Top Business News Stories of the Day: 16 June 2024

BusinessCorp

Published: June 16, 2024

Welcome to today's roundup of key business stories in Australia. From significant structural changes in governance and industry reports to international relations and real estate milestones, we have everything you need to stay updated.

RBA Review: Strengthening Governance for a Changing Landscape

I joined the Reserve Bank of Australia (RBA) review panel with no initial inclination for change. However, after extensive consultations within and outside the RBA, my perspective shifted.

The media largely focuses on the proposed monetary policy board's composition and decisions, given their public impact. However, they miss the vital role of the proposed governance board.

The RBA, with 1400 employees, plays a crucial role in Australia's economy, managing banking services for the government, foreign exchange reserves, and vital payments infrastructure. Despite these responsibilities, its corporate governance practices remain outdated.

Currently, the RBA governor is the sole authority for management, supported by internal committees. This centralised system may inadequately distribute risk and responsibility, a scenario not in line with best practices in corporate governance. The Reserve Bank Board's management oversight is ambiguous and requires clarification.

Although the RBA has appointed a chief operating officer to handle some of the deputy governor’s management functions, establishing a dedicated governance board remains essential. This step aligns with corporate governance best practices, such as those outlined by the ASX Corporate Governance Council.

The increasing complexity of RBA operations, especially technological risks like cybersecurity and emerging AI challenges, underscores the need for robust governance. The RBA’s IT staff has doubled over the past decade, highlighting technology’s growing role in the financial system. AI introduces new risks that necessitate vigilant oversight, better suited to a governance board rather than a monetary policy board.

The review recommends continuity by involving current board members in new roles on the proposed boards and securing bipartisan support for these changes. Ensuring experienced oversight is crucial as Australia navigates high inflation and uncertain interest rate directions.

An independent governance board would focus on resourcing, succession planning, risk management, and technology, enabling the monetary policy board to concentrate on monetary decisions. This dual structure will better serve the Australian public by enhancing the RBA's operational efficiency and risk management.

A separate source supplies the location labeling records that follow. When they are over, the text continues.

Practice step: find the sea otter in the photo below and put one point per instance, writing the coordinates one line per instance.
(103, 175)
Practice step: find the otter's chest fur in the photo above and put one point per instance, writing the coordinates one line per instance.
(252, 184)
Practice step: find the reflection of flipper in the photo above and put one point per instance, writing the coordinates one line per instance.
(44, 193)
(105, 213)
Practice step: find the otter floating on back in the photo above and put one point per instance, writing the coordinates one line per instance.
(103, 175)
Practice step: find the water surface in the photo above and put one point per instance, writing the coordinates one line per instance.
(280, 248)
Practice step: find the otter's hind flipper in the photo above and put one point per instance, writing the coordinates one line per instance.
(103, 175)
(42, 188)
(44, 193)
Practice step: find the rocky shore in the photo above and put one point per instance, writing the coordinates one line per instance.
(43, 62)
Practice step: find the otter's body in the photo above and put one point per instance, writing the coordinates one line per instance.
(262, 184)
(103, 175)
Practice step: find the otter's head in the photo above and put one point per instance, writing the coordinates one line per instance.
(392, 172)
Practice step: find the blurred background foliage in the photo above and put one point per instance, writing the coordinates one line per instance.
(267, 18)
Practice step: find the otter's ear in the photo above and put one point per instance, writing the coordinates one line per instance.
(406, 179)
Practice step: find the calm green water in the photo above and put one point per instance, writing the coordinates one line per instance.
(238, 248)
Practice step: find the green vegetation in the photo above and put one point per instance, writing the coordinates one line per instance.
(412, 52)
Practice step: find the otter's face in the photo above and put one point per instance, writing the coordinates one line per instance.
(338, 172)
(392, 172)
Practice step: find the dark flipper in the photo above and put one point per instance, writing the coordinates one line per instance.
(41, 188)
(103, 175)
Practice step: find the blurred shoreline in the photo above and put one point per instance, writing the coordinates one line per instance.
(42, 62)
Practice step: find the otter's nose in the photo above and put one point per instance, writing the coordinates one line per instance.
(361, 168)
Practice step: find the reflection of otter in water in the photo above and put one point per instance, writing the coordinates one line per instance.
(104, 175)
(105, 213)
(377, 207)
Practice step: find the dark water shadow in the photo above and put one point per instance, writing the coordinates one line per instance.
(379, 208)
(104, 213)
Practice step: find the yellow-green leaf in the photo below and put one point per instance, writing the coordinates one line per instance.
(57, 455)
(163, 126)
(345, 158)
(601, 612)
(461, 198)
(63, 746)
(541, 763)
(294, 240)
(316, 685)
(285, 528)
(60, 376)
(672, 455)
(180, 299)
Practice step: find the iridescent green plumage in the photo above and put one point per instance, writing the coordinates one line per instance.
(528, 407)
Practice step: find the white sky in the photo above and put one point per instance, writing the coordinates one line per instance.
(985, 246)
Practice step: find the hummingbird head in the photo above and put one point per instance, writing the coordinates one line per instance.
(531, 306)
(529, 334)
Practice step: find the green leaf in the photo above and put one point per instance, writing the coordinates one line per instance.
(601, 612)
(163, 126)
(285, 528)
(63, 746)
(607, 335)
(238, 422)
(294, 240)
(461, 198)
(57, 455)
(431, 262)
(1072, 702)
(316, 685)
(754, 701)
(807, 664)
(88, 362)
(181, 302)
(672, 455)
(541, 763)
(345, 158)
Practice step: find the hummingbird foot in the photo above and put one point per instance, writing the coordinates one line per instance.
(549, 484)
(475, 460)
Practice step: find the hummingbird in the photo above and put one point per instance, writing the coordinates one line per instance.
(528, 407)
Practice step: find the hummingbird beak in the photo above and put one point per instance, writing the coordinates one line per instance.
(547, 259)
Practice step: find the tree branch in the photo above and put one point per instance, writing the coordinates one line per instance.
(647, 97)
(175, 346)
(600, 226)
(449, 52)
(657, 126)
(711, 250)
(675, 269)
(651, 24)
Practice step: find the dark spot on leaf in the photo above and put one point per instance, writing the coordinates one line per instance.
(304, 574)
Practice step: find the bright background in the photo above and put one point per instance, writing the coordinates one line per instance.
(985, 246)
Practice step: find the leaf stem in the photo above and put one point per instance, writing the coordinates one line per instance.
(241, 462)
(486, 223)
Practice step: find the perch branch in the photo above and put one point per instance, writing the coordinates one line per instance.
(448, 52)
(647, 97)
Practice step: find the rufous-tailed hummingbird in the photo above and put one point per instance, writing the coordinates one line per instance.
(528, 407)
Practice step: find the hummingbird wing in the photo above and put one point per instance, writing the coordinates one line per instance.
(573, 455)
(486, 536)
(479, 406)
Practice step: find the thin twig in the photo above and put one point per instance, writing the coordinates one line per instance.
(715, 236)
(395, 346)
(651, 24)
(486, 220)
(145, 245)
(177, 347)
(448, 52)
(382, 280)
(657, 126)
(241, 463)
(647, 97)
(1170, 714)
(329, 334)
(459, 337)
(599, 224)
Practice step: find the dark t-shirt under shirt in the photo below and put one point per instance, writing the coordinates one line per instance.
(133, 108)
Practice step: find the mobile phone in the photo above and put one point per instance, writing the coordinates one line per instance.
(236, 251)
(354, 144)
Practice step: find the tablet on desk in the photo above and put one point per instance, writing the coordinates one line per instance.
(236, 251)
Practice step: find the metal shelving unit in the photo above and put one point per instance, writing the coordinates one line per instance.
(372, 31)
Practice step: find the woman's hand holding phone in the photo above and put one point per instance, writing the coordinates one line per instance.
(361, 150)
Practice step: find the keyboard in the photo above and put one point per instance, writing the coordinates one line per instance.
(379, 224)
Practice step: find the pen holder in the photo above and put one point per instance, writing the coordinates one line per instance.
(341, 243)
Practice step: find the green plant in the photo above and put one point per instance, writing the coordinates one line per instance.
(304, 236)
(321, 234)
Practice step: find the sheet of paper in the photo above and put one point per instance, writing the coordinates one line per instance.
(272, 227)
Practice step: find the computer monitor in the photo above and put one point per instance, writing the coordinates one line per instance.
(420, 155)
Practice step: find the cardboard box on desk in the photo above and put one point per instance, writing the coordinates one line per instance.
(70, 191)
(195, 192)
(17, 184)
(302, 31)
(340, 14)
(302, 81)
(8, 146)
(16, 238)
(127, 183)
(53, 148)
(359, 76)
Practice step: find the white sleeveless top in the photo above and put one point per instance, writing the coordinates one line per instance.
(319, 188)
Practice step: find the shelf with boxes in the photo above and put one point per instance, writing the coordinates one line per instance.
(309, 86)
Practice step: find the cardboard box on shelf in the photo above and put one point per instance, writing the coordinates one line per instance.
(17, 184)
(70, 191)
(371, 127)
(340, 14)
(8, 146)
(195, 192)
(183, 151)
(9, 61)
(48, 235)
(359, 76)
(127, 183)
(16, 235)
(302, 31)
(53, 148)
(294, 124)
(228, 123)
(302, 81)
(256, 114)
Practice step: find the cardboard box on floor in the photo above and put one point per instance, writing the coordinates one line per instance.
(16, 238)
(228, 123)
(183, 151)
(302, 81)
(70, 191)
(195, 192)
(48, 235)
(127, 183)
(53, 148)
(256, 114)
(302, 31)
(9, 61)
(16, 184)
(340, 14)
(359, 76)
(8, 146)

The RBA must adapt to the evolving financial landscape, and a strong governance board is critical for maintaining its pivotal role in Australia's economy.

Australia's Cold Storage Capacity Lagging Behind Global Standards

Current Capacity vs. Global Benchmarks

Australia's supermarkets, pharmacies, and food delivery services like HelloFresh face a major challenge in meeting future demand due to a lack of refrigerated warehouses. This alert comes from CBRE's latest Cold Chain Logistics report.

These temperature-controlled facilities store fresh foods, frozen products, and pharmaceuticals, forming the backbone of Australia's $8 billion cold chain logistics sector.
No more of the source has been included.